The Lord’s Prayer is no more offensive than Jeremy Clarkson or deodorant

My faith is wobbly but I’ll go to church on Christmas Day to show my contempt for Odeon and Cineworld

issue 12 December 2015

There was a time not so very long ago when the most common complaint about Christmas was that it had become too commercial and that its Christian significance was being forgotten. Since then the decline in religious belief in Britain has grown so much that the secularity of Christmas is taken for granted. It is effectively a pagan festival now. According to the Church of England, only about one million people, or around two per cent of the population, still attend church on Sundays (though about twice that number do so on Christmas Day). The Church is in a bad way, and it is only natural that it should seek, as it has always done, to recruit new members by proselytism: hence its decision, in the run-up to Christmas, to use modern media for the purpose and screen a 60-second commercial in cinemas featuring the Lord’s Prayer.

I haven’t seen the commercial, but it sounds jumpy and irritating in the way that most cinema advertisements are.
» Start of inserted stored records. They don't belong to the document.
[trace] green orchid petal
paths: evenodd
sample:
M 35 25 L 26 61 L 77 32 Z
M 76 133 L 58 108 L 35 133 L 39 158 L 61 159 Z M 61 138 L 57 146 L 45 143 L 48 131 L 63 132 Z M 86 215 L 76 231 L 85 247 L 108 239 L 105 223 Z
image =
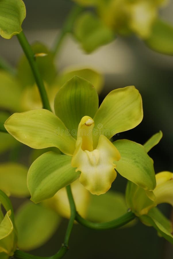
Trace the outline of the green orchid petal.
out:
M 153 208 L 147 215 L 142 216 L 140 218 L 145 225 L 153 227 L 160 235 L 173 244 L 172 224 L 157 208 Z
M 19 33 L 26 16 L 25 7 L 22 0 L 1 0 L 0 35 L 5 39 L 10 39 Z
M 27 184 L 36 203 L 52 197 L 79 176 L 71 166 L 71 157 L 50 151 L 38 157 L 28 172 Z
M 159 143 L 162 137 L 163 134 L 161 130 L 152 136 L 143 145 L 146 152 L 148 153 L 152 148 Z
M 85 217 L 89 199 L 89 193 L 78 179 L 71 184 L 72 192 L 76 211 L 82 217 Z M 44 204 L 54 210 L 59 214 L 70 218 L 71 210 L 66 188 L 63 188 L 50 199 L 43 202 Z
M 94 69 L 88 68 L 66 69 L 58 75 L 55 85 L 61 86 L 74 76 L 82 77 L 91 83 L 98 93 L 101 91 L 103 85 L 103 79 L 102 75 Z
M 11 111 L 20 111 L 22 88 L 18 81 L 3 71 L 0 71 L 0 107 Z
M 76 150 L 72 165 L 81 172 L 79 180 L 93 194 L 99 195 L 110 188 L 116 176 L 115 161 L 120 159 L 118 150 L 103 135 L 99 138 L 95 149 L 93 148 L 94 122 L 85 116 L 79 125 Z
M 7 113 L 0 112 L 0 122 L 3 124 L 4 122 L 10 116 Z M 0 132 L 0 154 L 13 148 L 18 144 L 19 142 L 10 134 Z
M 7 212 L 0 224 L 0 255 L 2 253 L 3 256 L 4 253 L 12 256 L 16 249 L 17 239 L 13 210 L 9 198 L 1 190 L 0 202 Z
M 164 171 L 156 175 L 157 186 L 154 191 L 157 204 L 169 203 L 173 206 L 173 174 Z
M 53 151 L 55 153 L 57 153 L 57 154 L 61 153 L 59 149 L 54 147 L 47 148 L 42 148 L 41 149 L 33 149 L 29 157 L 29 159 L 30 163 L 32 163 L 34 161 L 43 154 L 49 151 Z
M 128 209 L 124 196 L 109 191 L 99 196 L 90 194 L 86 217 L 93 222 L 108 222 L 122 216 Z
M 7 212 L 0 224 L 0 240 L 9 236 L 13 230 L 13 225 L 9 217 L 10 210 Z
M 26 185 L 28 169 L 17 163 L 0 165 L 0 189 L 8 195 L 27 197 L 29 195 Z
M 157 20 L 145 43 L 155 51 L 173 55 L 173 27 L 161 20 Z
M 153 161 L 141 145 L 127 140 L 113 143 L 120 153 L 116 170 L 122 176 L 145 190 L 153 190 L 156 186 Z
M 50 209 L 29 201 L 18 210 L 15 222 L 18 246 L 28 251 L 40 246 L 49 239 L 60 223 L 60 218 Z
M 76 138 L 82 118 L 86 115 L 93 117 L 98 106 L 98 96 L 91 84 L 76 76 L 59 89 L 55 98 L 55 114 Z
M 74 34 L 87 53 L 109 43 L 115 38 L 110 29 L 98 17 L 89 12 L 82 14 L 77 19 Z
M 36 55 L 36 62 L 42 77 L 47 83 L 52 84 L 56 75 L 52 53 L 47 47 L 40 42 L 34 43 L 31 47 L 33 52 Z M 26 85 L 30 86 L 35 83 L 32 72 L 28 60 L 24 55 L 22 56 L 18 64 L 17 77 L 23 87 Z
M 14 113 L 4 126 L 17 140 L 33 148 L 55 146 L 69 155 L 74 151 L 75 140 L 61 120 L 47 110 Z
M 94 146 L 99 136 L 110 139 L 116 134 L 135 127 L 143 118 L 142 99 L 134 86 L 128 86 L 112 91 L 103 100 L 94 120 L 96 134 Z
M 147 214 L 157 205 L 152 191 L 146 191 L 130 181 L 126 188 L 126 198 L 129 208 L 138 216 Z

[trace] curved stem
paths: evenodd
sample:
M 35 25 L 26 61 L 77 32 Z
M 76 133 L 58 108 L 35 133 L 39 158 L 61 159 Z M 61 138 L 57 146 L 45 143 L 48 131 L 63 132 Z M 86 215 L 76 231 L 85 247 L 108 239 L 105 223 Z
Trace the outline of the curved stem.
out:
M 71 215 L 64 238 L 64 243 L 58 252 L 54 255 L 48 257 L 37 256 L 20 251 L 16 250 L 14 256 L 16 259 L 61 259 L 64 255 L 68 250 L 68 241 L 72 231 L 73 223 L 76 216 L 75 204 L 73 199 L 70 185 L 66 187 L 67 195 L 70 203 Z
M 43 81 L 40 75 L 32 49 L 23 31 L 17 34 L 17 37 L 28 59 L 32 71 L 40 94 L 43 107 L 45 109 L 51 111 Z
M 78 223 L 86 227 L 97 230 L 103 230 L 117 228 L 122 226 L 134 219 L 136 216 L 134 213 L 130 212 L 111 221 L 103 223 L 95 223 L 84 219 L 77 213 L 75 219 Z
M 64 36 L 67 33 L 72 32 L 76 19 L 83 9 L 81 6 L 75 5 L 70 12 L 52 48 L 52 52 L 54 56 L 58 52 Z

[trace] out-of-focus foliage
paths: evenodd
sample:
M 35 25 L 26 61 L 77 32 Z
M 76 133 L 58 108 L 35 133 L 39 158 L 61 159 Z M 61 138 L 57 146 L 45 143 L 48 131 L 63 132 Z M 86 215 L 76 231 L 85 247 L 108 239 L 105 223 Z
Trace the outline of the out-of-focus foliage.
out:
M 40 246 L 49 239 L 60 222 L 57 213 L 41 204 L 27 202 L 15 215 L 18 245 L 24 250 Z

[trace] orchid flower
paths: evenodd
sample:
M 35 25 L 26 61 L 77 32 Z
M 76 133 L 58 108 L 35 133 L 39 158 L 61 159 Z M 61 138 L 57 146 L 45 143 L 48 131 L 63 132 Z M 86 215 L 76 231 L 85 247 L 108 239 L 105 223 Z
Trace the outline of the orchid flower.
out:
M 6 121 L 7 130 L 20 142 L 36 149 L 55 147 L 66 155 L 47 152 L 32 164 L 27 183 L 32 201 L 52 197 L 78 178 L 91 193 L 105 193 L 116 178 L 117 165 L 124 177 L 146 189 L 154 188 L 153 161 L 143 147 L 126 140 L 109 140 L 142 120 L 139 91 L 134 86 L 116 89 L 98 107 L 94 88 L 75 76 L 57 93 L 56 115 L 37 109 L 14 113 Z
It reportedly shows the Archbishop of Canterbury, Justin Welby, reciting the first line of the Lord’s Prayer, with the other lines being said in succession by different groups of people including schoolchildren, refugees, policemen and weightlifters (why weightlifters?).

It may well be irritating, but certainly no more so than all the other advertisements for such things as motor cars, watches, drinks, deodorants, or Jeremy Clarkson advertising his new paymaster, Amazon. But it has been banned by Britain’s biggest cinema chains on the grounds that it would offend cinema audiences. Digital Cinema Media (DCM), the company that handles most of Britain’s cinema advertising and is owned by Odeon and Cineworld, announced very late in the day, well after it had been approved by the appropriate authorities, that the C of E’s commercial should not be shown because it had a policy of not screening religious commercials on the grounds that advertisements reflecting personal beliefs risked ‘upsetting or offending audiences’.
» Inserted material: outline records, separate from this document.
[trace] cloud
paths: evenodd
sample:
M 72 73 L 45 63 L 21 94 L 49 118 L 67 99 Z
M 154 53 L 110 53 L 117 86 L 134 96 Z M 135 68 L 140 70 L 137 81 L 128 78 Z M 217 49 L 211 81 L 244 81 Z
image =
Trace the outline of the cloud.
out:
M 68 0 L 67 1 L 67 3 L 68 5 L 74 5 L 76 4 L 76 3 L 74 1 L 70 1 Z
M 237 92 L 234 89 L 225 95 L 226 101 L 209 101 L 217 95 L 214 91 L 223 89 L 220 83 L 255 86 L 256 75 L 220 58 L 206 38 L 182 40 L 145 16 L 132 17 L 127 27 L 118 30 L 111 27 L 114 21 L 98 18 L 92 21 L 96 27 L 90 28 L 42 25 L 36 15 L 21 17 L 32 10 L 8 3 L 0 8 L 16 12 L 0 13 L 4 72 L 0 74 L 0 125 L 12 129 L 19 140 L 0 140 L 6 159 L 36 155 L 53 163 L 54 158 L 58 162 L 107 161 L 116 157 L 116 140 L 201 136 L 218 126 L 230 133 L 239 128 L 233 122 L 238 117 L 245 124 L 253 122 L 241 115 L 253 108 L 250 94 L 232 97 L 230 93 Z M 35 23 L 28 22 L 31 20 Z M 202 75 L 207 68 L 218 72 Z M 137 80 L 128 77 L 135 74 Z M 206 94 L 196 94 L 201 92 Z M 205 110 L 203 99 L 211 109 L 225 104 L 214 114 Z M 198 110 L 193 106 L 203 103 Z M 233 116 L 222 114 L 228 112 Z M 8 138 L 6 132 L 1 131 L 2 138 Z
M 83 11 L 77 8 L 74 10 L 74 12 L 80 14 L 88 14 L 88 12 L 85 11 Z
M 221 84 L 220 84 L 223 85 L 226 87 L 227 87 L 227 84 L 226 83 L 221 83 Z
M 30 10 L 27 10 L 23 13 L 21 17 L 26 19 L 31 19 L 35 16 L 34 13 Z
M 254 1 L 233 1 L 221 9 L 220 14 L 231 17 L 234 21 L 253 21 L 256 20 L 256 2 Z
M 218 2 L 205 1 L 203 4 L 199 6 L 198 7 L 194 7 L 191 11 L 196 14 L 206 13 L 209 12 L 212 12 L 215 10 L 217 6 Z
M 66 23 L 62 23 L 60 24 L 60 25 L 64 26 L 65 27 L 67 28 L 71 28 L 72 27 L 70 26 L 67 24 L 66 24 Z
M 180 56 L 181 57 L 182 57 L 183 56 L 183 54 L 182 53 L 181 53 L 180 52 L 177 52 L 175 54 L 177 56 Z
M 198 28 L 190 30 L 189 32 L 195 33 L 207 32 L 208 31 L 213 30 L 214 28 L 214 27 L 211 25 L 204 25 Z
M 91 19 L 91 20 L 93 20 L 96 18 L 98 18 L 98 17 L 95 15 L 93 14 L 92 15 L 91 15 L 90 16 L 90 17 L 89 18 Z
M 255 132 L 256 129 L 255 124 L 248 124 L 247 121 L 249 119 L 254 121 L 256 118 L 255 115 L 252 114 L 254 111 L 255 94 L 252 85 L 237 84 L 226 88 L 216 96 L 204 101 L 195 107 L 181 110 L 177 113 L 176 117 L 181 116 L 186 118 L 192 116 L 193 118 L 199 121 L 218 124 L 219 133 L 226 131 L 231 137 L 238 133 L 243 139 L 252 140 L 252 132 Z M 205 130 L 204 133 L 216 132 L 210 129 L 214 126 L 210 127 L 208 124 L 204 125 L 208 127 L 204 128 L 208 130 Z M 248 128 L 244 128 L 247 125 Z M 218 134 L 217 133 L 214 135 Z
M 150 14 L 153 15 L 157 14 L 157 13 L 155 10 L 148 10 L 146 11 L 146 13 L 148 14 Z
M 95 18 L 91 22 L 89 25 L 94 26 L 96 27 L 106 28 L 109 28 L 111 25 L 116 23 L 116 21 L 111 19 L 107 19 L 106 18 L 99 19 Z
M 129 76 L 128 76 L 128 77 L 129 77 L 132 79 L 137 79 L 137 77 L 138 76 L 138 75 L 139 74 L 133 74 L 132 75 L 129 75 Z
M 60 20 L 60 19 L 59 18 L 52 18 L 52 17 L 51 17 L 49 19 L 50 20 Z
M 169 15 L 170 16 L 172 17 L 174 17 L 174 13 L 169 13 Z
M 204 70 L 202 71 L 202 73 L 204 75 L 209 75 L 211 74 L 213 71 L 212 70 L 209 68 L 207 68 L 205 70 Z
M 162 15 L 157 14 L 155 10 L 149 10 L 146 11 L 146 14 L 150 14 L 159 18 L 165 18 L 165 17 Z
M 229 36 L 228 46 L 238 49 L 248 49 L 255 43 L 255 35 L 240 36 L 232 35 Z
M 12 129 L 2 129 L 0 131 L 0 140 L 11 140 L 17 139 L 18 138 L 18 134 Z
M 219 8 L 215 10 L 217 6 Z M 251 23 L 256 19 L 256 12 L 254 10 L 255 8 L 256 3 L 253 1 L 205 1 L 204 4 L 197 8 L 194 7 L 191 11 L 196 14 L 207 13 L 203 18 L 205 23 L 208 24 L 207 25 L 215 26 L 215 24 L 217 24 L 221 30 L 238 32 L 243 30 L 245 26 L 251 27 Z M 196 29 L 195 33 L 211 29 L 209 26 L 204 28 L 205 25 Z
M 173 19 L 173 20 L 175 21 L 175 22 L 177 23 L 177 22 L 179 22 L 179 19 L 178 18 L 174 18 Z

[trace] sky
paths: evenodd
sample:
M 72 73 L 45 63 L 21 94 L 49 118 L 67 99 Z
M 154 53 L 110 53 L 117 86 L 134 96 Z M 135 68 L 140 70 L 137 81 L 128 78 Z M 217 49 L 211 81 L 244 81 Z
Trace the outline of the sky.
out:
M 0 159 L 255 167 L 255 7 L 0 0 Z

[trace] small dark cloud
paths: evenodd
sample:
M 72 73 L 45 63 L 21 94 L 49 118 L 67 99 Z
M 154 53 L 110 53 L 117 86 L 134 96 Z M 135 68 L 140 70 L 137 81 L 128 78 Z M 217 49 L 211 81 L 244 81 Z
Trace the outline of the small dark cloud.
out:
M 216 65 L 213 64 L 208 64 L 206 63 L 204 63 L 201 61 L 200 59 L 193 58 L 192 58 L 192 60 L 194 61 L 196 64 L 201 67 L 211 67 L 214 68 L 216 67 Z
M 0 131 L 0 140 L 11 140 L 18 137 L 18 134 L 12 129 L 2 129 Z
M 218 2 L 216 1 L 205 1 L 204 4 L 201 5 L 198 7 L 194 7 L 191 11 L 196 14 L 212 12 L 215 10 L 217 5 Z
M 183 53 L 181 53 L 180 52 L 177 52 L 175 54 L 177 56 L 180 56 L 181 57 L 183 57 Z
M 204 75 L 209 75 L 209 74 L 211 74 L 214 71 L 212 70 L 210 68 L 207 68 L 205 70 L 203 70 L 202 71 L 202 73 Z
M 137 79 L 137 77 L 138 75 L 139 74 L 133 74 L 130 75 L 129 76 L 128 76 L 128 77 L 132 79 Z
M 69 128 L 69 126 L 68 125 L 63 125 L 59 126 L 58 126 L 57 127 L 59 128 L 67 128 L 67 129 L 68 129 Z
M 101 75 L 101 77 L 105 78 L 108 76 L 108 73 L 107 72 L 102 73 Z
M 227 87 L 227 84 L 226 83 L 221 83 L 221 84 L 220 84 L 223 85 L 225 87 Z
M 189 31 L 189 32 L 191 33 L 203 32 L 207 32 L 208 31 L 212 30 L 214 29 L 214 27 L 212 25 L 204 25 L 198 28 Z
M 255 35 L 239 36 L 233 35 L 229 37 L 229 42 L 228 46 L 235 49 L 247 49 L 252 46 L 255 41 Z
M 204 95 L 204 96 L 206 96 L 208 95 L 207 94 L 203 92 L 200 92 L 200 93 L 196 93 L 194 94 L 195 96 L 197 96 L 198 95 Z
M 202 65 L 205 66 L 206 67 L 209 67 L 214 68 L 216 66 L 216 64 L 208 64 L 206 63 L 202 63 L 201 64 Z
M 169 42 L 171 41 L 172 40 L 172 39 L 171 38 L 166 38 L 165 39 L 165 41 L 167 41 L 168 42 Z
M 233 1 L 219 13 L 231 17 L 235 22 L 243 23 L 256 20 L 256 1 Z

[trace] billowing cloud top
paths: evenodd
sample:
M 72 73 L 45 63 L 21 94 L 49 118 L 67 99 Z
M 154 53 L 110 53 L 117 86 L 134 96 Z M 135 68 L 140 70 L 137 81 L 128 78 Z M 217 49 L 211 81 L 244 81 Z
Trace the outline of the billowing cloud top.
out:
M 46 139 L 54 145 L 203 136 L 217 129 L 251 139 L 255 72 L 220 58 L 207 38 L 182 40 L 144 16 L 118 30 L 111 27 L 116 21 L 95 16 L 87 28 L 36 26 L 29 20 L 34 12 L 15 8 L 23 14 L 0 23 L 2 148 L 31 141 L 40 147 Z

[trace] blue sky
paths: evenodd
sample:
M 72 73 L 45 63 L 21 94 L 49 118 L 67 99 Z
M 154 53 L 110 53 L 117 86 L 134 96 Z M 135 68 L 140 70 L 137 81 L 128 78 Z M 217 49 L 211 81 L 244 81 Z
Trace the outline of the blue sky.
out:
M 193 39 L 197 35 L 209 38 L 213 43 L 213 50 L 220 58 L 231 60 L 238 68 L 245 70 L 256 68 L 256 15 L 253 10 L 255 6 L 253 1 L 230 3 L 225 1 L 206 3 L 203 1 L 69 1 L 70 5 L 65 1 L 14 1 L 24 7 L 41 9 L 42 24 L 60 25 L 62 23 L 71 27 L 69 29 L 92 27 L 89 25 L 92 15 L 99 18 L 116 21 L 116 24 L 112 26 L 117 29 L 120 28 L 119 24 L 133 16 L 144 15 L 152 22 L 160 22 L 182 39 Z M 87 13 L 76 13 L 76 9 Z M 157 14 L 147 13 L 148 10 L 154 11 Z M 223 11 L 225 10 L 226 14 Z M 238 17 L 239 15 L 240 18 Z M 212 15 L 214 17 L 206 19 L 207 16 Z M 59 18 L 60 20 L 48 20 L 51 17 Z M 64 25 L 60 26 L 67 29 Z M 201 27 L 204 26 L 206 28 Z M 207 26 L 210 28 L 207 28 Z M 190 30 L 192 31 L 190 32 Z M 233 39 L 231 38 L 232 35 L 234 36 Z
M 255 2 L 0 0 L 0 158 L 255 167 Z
I don’t know where this policy springs from or how it came about, but it seems perfectly reasonable of the C of E that it is now complaining to the Equality and Human Rights Commission that DCM’s decision is discriminatory and an attack on religious freedom. Who could the commercial offend? Some people may be offended by it, just as some people might easily be offended by ads for deodorants or by ones starring Jeremy Clarkson. But this was not a commercial on behalf of Islamic State. It was a commercial on behalf of England’s established church of which the Queen is the Supreme Governor. And, as Justin Welby said, it was ‘about as “offensive” as a carol service or church service on Christmas Day’.
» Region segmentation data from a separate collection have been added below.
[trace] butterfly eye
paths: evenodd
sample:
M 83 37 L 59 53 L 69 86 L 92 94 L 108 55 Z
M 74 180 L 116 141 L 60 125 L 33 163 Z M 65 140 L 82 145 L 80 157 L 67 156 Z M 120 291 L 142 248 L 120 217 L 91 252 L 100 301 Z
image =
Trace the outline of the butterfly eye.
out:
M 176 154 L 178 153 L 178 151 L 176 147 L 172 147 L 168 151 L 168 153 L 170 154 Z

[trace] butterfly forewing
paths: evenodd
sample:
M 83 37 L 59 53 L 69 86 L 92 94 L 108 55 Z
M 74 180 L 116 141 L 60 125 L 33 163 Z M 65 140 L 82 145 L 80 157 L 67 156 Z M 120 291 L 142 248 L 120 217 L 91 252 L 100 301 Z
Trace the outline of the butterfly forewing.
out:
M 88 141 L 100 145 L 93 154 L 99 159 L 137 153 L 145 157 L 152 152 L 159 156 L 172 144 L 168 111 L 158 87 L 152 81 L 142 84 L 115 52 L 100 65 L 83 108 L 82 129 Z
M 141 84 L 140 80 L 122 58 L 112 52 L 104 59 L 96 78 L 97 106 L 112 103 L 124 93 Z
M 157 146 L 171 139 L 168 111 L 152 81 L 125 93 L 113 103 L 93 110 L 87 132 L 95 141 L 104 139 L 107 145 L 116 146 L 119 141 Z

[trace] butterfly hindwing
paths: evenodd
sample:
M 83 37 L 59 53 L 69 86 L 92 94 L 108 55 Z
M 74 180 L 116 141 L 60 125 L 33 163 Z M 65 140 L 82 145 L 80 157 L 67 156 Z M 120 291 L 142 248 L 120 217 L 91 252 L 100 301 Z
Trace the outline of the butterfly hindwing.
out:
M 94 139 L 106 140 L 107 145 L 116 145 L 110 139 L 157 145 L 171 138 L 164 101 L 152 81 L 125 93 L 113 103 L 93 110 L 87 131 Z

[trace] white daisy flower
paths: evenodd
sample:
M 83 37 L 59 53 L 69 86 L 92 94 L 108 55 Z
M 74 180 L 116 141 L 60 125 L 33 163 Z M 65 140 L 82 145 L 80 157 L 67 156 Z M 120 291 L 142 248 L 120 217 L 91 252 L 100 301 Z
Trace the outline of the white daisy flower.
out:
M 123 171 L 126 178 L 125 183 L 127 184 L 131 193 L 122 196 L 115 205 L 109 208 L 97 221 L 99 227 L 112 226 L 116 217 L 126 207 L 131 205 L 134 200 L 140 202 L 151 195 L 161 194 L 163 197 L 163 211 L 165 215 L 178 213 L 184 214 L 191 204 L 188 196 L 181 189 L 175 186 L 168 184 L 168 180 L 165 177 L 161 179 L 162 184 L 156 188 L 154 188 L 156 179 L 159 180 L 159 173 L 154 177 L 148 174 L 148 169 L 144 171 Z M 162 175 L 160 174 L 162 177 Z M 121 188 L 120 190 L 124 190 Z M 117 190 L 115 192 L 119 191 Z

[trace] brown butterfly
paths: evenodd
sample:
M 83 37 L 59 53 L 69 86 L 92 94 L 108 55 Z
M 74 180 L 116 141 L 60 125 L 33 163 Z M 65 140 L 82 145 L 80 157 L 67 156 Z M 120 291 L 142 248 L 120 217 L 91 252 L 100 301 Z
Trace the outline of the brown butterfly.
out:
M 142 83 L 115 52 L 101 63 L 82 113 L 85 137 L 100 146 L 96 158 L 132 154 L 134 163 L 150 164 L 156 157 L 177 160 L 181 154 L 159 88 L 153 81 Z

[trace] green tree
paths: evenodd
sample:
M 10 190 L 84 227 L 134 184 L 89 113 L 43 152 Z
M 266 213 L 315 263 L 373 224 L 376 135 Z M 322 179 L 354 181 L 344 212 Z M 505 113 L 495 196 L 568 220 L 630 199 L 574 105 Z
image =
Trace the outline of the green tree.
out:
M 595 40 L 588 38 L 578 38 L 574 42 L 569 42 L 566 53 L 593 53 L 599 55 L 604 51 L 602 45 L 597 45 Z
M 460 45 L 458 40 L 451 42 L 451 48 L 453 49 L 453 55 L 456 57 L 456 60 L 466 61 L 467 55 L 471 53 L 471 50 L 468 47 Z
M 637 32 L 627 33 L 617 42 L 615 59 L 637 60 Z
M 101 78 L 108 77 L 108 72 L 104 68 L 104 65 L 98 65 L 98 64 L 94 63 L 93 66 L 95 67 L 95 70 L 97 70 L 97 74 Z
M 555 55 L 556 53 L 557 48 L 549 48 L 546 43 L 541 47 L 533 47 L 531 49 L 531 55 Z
As for the content of the ad, it consisted purely of the words of the Lord’s Prayer, which, in its calls for forgiveness, resistance to temptation, and deliverance from evil, hardly invites much controversy among normal people. And to advocate the efficacy of prayer, however many people may not believe in it, is a desirable antidote to all the violence and brutality we are living through at the moment.

The C of E also deserves more respect than this. It may be a much-diminished institution, but it still has an important cultural role in our national life. People without faith still turn to it for baptisms, weddings and funerals. They are still comforted by its music and its rituals and inspired by its architectural heritage. It crowns our monarchs and commemorates our war dead. Life would be much poorer without it. Yet here are cinema chains stamping on its little effort to remind us of its existence and to recruit supporters. This is shameful.

Well, Christmas is upon us. I am more than a little wobbly in my own Christian beliefs, but I plan to go to church on Christmas Day, mainly to show my contempt for Odeon and Cineworld, but also to show my affection and support for the institution in which I was brought up and which I continue to admire, for all its defects, idiocies and misguided pursuit of ‘relevance’. But there is still time for the cinema chains to achieve redemption by changing their minds. The commercial was due to be screened before the new Star Wars blockbuster, which opens a week before Christmas.